*Hintergrund:
Das besetzte Gelände steht symbolisch für den Kampf um kulturelle Freiräume in Salzburg. Die
Arge-Kultur hat ihre Wurzeln in einer aktionistischen Protestbewegung. Der Verein veränderte und etablierte sich in seinem immerhin schon über 20jährigen Bestehen natürlich. Viele, vor allem junge Kulturschaffende können sich nur mehr schwer mit dem Selbstverständnis und den Möglichkeiten der heutigen Arge-Kultur identifizieren. Oft verhindern allein schon die hohen Eintritts- und Getränkepreise eine Teilnahme am kulturellen Programm. Das Bedürfnis nach neuen, selbstverwalteten und frei zugänglichen Räumen ist groß und manifestiert sich seit einiger Zeit in verschiedensten selbstorganisierten Aktionen (z.b.
hier).
Worum es geht:
Es soll darauf hingewiesen werden, dass es in Salzburg Menschen sehr schwer gemacht wird ihren kulturellen Bedürfnissen Ausdruck zu verleihen. Unkommerzielle, künstlerische und soziale Projekte scheitern oft an den finanziellen Bedingungen. So wird der Zugang zu kulturem und sozialem Leben von Einkommen und Taschengeld abhängig gemacht. für Tourismus, etablierte Kultur, traditionelles Brauchtum und Prestigeprojekte scheinen in Salzburg unbegrenzte Mittel zur Verfügung zu stehen. Ein weiteres Problem ist der eklatante Mangel an passenden Räumlichkeiten, welche unkompliziert und frei nutzbar sein könnten. Um das zu ermöglichen, sollten die nötigen Freiräume erkämpft werden.
*Bisherige Ereignisse:
Der
Freitag stand vor allem im Zeichen des Einzugs. Viele begeisterte Menschen kamen spontan vorbei und beteiligten sich rege an der Instandsetzung der Räumlichkeiten. Eine improvisierte Küche entstand und wurde mit Essbarem bestückt, ein beheizter Schlafraum wurde eingerichtet und der Veranstaltungsraum mit dem nötigsten Equipment ausgestattet. Das Haus wurde von oben bis unten angemalen und mit Transparenten verziert. Lesungen und Basteleien füllten den Nachmittag, am Abend wurde dann ausgiebig und mit Unterstützung lokaler Djs gefeiert.
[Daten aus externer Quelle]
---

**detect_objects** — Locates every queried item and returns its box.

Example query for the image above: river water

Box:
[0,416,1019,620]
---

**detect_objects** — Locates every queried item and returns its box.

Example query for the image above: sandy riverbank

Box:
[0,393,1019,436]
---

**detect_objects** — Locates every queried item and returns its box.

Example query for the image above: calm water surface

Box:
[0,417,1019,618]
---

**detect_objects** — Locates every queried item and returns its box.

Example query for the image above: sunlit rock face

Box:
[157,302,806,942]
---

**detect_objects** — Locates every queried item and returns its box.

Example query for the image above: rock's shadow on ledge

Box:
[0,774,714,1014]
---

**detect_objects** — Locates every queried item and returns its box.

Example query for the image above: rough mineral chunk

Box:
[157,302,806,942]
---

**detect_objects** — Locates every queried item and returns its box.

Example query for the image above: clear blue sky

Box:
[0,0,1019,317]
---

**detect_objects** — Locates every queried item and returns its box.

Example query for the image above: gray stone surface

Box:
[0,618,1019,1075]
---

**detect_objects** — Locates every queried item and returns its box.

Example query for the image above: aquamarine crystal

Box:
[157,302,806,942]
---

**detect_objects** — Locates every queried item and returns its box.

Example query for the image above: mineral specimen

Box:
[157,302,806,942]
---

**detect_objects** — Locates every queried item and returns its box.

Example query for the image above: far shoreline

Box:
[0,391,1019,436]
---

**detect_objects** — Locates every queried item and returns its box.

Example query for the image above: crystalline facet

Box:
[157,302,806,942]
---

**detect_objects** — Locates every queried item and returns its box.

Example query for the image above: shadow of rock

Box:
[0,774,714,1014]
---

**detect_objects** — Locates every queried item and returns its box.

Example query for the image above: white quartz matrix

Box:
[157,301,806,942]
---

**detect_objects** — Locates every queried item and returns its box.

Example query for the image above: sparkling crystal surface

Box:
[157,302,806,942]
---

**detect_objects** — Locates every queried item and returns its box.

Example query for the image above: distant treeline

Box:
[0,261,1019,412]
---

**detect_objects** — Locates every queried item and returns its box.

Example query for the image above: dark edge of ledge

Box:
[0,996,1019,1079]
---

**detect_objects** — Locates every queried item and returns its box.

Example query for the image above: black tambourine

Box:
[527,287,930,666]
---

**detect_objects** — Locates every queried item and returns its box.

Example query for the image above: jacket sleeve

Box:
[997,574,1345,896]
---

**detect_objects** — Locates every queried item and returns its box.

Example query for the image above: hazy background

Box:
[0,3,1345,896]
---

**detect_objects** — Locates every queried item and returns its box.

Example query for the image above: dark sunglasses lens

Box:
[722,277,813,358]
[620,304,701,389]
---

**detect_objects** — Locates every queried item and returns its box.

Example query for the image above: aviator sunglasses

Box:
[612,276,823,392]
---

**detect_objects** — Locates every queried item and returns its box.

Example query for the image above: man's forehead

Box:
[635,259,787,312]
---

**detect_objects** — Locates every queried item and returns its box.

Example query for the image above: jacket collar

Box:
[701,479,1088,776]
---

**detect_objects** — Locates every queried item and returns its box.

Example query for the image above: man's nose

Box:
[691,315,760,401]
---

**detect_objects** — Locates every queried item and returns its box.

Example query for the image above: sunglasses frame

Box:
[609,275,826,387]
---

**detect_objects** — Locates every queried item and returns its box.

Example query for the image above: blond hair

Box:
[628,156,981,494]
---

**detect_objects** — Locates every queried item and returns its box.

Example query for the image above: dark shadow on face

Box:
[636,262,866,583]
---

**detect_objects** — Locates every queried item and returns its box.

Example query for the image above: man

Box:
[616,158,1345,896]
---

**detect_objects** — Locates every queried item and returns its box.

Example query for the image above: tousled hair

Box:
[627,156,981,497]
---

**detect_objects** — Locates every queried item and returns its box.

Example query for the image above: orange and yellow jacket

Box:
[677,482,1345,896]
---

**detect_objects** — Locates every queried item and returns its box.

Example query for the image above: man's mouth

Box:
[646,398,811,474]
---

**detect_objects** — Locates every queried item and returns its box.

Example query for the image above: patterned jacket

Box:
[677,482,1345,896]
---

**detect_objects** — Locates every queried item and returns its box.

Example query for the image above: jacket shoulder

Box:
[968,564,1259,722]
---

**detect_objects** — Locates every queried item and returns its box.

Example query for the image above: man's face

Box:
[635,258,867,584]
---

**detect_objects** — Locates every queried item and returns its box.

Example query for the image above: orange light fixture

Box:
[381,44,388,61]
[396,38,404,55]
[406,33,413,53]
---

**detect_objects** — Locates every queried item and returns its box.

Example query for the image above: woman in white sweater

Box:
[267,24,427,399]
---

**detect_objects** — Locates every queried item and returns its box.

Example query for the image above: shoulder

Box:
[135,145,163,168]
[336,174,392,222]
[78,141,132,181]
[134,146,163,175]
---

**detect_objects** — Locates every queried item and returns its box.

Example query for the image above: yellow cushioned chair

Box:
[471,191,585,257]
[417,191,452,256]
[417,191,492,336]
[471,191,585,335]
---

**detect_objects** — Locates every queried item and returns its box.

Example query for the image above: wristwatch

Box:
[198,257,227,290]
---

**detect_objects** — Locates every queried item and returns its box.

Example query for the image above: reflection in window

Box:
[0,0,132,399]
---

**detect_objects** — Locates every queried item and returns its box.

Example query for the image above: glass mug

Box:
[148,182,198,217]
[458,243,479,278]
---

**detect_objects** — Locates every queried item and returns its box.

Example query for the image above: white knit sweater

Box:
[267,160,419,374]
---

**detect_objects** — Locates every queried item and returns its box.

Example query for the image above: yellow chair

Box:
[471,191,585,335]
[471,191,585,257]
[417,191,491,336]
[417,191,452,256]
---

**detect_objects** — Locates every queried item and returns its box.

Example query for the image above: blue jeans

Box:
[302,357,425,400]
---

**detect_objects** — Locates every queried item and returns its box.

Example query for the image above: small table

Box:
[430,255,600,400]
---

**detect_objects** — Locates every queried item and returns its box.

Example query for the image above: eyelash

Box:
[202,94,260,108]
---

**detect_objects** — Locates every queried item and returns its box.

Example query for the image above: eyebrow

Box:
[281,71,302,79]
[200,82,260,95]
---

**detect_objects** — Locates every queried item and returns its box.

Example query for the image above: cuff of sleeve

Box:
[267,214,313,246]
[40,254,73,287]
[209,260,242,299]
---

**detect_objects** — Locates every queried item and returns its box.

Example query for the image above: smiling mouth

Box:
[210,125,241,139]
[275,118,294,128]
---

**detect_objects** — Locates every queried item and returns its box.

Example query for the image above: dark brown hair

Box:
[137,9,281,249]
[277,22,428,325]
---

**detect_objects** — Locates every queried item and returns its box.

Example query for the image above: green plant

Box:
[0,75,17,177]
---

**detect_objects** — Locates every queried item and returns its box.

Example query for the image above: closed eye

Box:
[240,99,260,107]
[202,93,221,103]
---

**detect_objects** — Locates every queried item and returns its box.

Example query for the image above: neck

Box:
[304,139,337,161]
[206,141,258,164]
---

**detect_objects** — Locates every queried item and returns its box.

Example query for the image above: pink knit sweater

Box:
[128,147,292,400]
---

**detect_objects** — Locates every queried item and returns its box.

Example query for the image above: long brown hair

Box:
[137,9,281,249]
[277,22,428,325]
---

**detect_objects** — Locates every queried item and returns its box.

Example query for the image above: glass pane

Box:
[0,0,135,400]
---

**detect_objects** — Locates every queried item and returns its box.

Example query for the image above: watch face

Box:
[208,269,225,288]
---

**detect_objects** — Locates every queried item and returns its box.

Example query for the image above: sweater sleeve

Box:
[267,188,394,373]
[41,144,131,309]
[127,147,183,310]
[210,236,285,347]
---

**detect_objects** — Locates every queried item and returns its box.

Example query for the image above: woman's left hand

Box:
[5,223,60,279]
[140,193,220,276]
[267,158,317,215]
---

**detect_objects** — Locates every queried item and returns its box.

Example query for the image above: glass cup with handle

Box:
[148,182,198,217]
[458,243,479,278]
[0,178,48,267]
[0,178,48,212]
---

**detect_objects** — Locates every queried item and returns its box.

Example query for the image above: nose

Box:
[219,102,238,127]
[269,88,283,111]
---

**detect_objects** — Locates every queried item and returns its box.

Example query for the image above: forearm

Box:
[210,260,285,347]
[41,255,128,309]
Auch das Echo in den bürgerlichen Medien fiel ganz nett aus: neben dem Bericht in den
Salzburger Nachrichten brachten sowohl der ORF als auch SalzburgTV die Meldung in ihren Tagesnachrichten.
*Stand der Dinge:
Positive Energie verbreitet sich seit der Besetzung im und ums Gebäude. Neue Formen des Miteinanders werden gelebt und erprobt, Arbeiten aufgeteilt. Nach und nach spielen sich auch auf organisatorischer Ebene einigermaßen verbindliche Strukturen ein. In einem großen offenen Plenum am Vormittag wurden die bisherigen Ereignisse reflektiert und das weitere Vorgehen diskutiert. Alle gemeinsamen Aufgaben wurden auf Arbeitsgruppen aufgeteilt, die sich nun autonom um Dinge wie Öffentlichkeitsarbeit, Infrastruktur, Programmgestaltung, VoKü o.ä. kümmern. Trotz des spontanen Charackters der Aktion sowie dem Problem, dass im Haus bis auf Strom gar nichts mehr funktioniert, läuft die Besetzung bis jetzt sehr gut. Es sind rund um die Uhr Leute vor Ort und hauchen den alten Baracken neues Leben ein. Die Stimmung ist friedlich und kooperativ, Probleme werden angesprochen und diskutiert. Alte und Junge Menschen kommen und gehen, bringen Spenden oder Glückwünsche. Den Nachmittag über wurden die Räumlichkeiten weiter adaptiert und auf den zu erwartenden Ansturm vorbereitet.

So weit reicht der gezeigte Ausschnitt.